Of course! You extract the Luminance component of your RGB image by clicking on the corresponding button on the pixinsight default toolbar (near the top left). At this point you have an RGB_L layer along with your dedicated Luminance layer.
In principle, if you pick a specific pixel and check the luminance values of RGB_L and L, those will be different, because of factors such as different exposure time, differences in photon efficiency between the L/Clear filter and the R+G+B filter efficiency composition, and so on.
What we can expect from physics principles, however, is that a relation of linearity exists between the two images. Linear Fit leverages this linearity to measure a simple mapping function between RGB_L and L that can be applied to each pixel in our target (L) to make it match intensity levels of the reference. Once this is done, I think that the new, fitted L can replace the old luminance component in the RGB image safely, with no risk of clipping colours.
The reason why I think it’s important to either remove the stars from both layers before applying LF, or to be careful with the LF range sliders, is that saturated pixels (e.g stars) can throw off the fitting process, as it is effectively a breakdown of linearity: two stars that are not quite saturated in RGB, but well saturated in L, will have intensity values (RGB_L, L)→(0.85,1.0), (0.92,1.0), which breaks linearity.
To show this, I asked ChatGPT to simulate a toy model where a faint nebula and saturated stars co-exist.

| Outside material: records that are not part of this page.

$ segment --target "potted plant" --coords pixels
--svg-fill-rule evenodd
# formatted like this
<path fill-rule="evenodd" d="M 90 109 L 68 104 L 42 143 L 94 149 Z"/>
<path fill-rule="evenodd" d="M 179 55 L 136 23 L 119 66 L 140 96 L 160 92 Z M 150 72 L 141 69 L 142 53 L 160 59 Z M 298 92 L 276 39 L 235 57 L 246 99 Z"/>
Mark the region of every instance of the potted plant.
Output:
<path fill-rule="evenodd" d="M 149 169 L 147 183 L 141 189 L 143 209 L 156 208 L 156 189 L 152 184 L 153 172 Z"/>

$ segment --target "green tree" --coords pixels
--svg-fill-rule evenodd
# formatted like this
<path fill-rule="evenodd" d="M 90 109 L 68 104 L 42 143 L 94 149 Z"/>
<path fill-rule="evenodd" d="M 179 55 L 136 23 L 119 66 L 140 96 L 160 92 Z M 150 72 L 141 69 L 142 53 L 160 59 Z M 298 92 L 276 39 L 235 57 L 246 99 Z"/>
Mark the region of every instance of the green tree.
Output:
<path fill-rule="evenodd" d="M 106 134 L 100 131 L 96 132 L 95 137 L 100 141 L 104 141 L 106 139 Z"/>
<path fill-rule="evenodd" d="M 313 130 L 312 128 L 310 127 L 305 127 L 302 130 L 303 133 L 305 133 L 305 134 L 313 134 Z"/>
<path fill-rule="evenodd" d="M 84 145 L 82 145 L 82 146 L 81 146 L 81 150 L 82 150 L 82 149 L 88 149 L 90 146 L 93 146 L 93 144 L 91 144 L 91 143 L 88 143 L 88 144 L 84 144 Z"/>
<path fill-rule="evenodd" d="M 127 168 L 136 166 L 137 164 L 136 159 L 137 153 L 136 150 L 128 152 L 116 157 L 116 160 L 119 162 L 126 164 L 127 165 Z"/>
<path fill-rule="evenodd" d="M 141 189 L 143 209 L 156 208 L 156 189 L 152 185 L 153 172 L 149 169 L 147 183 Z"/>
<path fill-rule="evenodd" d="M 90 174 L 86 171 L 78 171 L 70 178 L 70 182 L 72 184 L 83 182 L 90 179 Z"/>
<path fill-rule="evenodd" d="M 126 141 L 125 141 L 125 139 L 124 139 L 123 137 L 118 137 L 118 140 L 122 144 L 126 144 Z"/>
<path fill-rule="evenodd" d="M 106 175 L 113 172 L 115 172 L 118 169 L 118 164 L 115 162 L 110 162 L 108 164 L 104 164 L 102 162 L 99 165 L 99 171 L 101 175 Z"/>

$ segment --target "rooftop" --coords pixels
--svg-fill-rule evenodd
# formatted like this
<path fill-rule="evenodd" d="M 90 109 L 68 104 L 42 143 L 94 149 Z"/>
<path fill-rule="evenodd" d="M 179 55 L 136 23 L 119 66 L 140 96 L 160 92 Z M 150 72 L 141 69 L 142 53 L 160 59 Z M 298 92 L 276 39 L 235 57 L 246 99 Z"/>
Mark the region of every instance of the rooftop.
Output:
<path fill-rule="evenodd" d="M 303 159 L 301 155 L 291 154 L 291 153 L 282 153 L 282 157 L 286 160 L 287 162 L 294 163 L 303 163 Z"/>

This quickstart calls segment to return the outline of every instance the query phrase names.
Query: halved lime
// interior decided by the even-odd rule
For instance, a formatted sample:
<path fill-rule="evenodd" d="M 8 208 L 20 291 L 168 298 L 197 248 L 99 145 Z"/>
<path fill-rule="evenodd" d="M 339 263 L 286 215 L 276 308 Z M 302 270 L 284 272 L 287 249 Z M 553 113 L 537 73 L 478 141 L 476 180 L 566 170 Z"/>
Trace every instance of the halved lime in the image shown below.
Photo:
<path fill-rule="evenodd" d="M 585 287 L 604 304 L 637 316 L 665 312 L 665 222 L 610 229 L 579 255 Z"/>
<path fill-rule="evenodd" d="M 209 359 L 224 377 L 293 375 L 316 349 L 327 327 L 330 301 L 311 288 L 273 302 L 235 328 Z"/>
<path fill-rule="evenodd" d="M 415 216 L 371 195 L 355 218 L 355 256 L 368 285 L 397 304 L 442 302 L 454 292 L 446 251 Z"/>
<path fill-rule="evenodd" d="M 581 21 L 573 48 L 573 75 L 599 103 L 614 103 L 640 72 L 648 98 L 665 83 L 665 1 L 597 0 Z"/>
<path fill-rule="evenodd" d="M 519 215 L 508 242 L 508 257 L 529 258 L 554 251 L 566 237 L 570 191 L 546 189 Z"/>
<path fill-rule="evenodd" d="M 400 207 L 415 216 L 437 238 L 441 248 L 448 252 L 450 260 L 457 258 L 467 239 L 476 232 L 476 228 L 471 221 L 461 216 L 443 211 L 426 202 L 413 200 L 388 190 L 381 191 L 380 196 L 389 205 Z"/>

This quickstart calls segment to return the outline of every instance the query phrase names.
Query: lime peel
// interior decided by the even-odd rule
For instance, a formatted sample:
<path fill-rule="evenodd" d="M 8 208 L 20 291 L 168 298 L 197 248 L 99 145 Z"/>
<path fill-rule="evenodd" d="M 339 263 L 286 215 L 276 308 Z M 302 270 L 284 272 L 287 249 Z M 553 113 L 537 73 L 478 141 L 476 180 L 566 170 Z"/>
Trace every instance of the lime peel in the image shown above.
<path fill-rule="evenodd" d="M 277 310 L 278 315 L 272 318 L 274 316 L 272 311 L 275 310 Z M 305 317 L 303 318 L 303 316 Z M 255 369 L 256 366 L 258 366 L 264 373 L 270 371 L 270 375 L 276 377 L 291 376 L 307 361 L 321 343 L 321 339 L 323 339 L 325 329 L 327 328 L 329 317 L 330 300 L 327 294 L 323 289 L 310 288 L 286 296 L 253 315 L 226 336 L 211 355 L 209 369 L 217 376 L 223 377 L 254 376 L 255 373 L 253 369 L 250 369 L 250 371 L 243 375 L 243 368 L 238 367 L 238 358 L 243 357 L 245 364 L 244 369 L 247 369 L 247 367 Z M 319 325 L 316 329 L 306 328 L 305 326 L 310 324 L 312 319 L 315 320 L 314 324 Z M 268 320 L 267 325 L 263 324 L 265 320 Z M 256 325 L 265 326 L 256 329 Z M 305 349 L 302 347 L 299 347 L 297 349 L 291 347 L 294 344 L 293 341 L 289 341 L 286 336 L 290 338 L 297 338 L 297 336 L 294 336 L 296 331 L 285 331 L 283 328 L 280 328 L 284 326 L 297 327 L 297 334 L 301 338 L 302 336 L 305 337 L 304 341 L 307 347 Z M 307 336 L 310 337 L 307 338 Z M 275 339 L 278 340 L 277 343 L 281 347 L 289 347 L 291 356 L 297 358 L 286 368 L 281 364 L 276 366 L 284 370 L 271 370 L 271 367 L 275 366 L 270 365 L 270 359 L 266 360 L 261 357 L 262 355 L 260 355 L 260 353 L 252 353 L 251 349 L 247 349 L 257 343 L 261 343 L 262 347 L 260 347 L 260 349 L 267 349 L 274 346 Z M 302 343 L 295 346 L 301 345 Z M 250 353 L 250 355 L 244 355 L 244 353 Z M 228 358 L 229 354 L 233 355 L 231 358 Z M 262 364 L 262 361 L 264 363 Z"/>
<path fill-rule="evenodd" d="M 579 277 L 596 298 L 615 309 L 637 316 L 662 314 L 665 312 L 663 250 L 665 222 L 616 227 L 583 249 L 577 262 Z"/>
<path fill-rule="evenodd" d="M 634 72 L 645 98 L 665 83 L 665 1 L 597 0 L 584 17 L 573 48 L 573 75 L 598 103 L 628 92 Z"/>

In this scatterplot, every point represents a pixel, with the x-value being the intensity in RGB_L, and the y-value the intensity in L. The red and blue lines represent the linear scaling functions computed by Linear Fit (it doesn’t look linear on the plot on the left because of the logarithmic axes)
And the same plot on a linear axis scale:
You can see the saturated stars as the red dot on the top right edge (x-values between 0.85 and 1, and y-values saturated at 1). If these pixels are taken into account when doing LF, the incorrect fit (red line) would result in an artificially dim result when applied to the main luminance, risking color underflow after LRGB combination. I believe this is the effect that @Jim Raskett showed in his example.
So, to summarise, I think replacing the luminance before stretching can be done, provided that care is taken to ensure that the replacement L component is commensurate with the original one, either through LF or other means.
A question to those more experienced than me: let’s assume I want to apply noise reduction after the linear Luminance replacement. Do I get better results by applying NXT immediately, or should I perhaps apply a light stretch so that, let’s say, the intensity noise variance is stretched to cover a wide range (say, 0.05 to 0.15)?